Wednesday, December 17, 2008

Merry Christmas

You could hear the gentle rustle as the sleet hit the dead leaves. The shadow from the street lights giving everything a back drop of night, all the rest washed of color by the uniformity of the light.

I stood a prisoner to the cold and yet was transfixed for a long moment by the simple dark beauty of it. My mind instantly began to wander from topics as distant as vampires, zombies, and apocalypse, to carols and the shaded twinkle of Christmas trees.

I imagine night spent sitting up staring into the innards of some poor dieing pine festooned with tinsel and bauble laced through with electricity and glass.

I remember the supernatural hopes that I imagine some now feed on as delivered by their gods and ritual.

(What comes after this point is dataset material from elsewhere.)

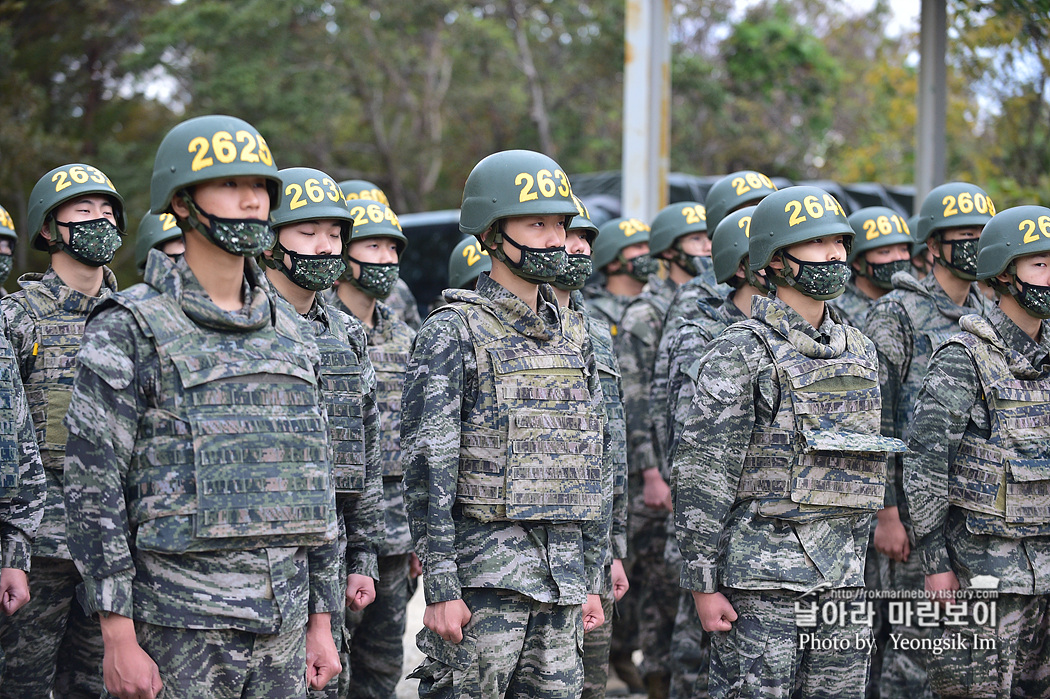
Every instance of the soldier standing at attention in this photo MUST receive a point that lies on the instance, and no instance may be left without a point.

The hope that something beyond the pale of what we mere mortals call power will come to our aid, no matter how selfish, because in our heart of hearts we all feel deserving, regardless of where our knowledge says we aren't.

And now even as I write this the delicious sadness is upon me. Sadness for what I can't quite place, but I know its subject is wrapped up in that hope which only comes on rainy nights in fall, and lone vigils by the tree thinking of Santa and karma, swimming in holy greed, buoyed on the oft misplaced compassion of others. The flavor of it smacks of self pity but it is not so base nor easily understood.

Perhaps the sweet hurt is about the attack on hope itself, that each passing moment presents as we move further and further from our mystery infused childhood thinking, and closer and closer to something equally wonderful and yet wholly different.

A thinking that some have persisted in grappling to the point of total perversion of the spirit of such thoughts. Clinging with desperation to a childhood blanket of security with such vehemence that when reality inexorably pulls it from our grasp, as it does, the thing be torn to shreds and stretched out of all recognition in relation to its former virtuous glory.

The night loves us all, until it hates us, and for my part I love the night for all its hope and benevolence, because as countless know, whether the night loves you or hates you, it will make clear, with no hesitation. Even in its apathy the night speaks volumes.

And so as the winter festivals approach, and in particular the one of note from my youth, I find it time to announce that ever so ubiquitous phrase made famous by our culture of one way communicative arts...

Merry Christmas to all, and to all a good night.